This is such a handy meal to make. It’s quick and easy and filling. Great for cold winter’s nights. You can use any kind of mushrooms available and what you prefer. We have made our own gnocchi often, but we also keep remade packaged gnocchi on hand when there isn’t time to make gnocchi from scratch.
Serving Size: 4
- 1 onion, chopped
- 3 tablespoons cooking oil
- 2 pounds mixed mushrooms, we used button and oyster mushrooms
- 1 red bell pepper, de-seeded and chopped
- 1 can crushed tomatoes, (about 1&1/2 cups)
- 2 tablespoons tomato paste, ajvar or sriracha sauce
- Italian herbs
- 1/2 teaspoon ground coriander
- 2 pounds gnocchi
- chopped chives and parsley as garnish
- Clean the mushrooms by gently brushing them or using a paper towel.

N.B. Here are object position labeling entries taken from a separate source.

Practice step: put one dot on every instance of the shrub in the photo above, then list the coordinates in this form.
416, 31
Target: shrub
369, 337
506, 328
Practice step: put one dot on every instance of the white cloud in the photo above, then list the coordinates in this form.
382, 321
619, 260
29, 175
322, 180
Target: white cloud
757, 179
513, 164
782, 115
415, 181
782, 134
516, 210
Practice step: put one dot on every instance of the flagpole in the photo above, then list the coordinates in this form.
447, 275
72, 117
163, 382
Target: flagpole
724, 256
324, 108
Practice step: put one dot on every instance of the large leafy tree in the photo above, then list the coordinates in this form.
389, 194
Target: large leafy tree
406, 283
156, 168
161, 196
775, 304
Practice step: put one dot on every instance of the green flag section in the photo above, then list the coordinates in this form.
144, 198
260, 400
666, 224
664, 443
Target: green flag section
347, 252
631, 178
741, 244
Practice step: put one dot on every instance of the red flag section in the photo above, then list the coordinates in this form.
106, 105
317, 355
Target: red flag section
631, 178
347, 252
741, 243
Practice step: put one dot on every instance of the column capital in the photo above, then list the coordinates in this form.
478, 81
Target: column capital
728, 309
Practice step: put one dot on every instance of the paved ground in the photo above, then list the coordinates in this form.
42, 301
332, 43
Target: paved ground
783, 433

If the mushrooms are large, cut in half or quarters.
- Chop the onion.
- De-seed and chop the red bell pepper.
- Heat the oil in a large frying pan.
- Add the red bell pepper pieces to the oil and saute until the begin to soften.
- Add the onion pieces to the red bell peppers and saute until glassy.
- Bring a large pot of lightly salted water to boil to cook the gnocchi.
- Add the mushrooms and cook until soft.
- Add the crushed tomatoes and mix gently.
- Add the tomato paste or ajvar or sriracha sauce.
- Season to taste with salt, pepper and the Italian seasonings.
- Add the gnocchi to the boiling water.
- Cook the gnocchi until the begin to float.
- Drain the water from the gnocchi.
- Chop the chives and parsley
- Serve the gnocchi with the mushroom ragu on top and garnished with some chopped chives and parsley.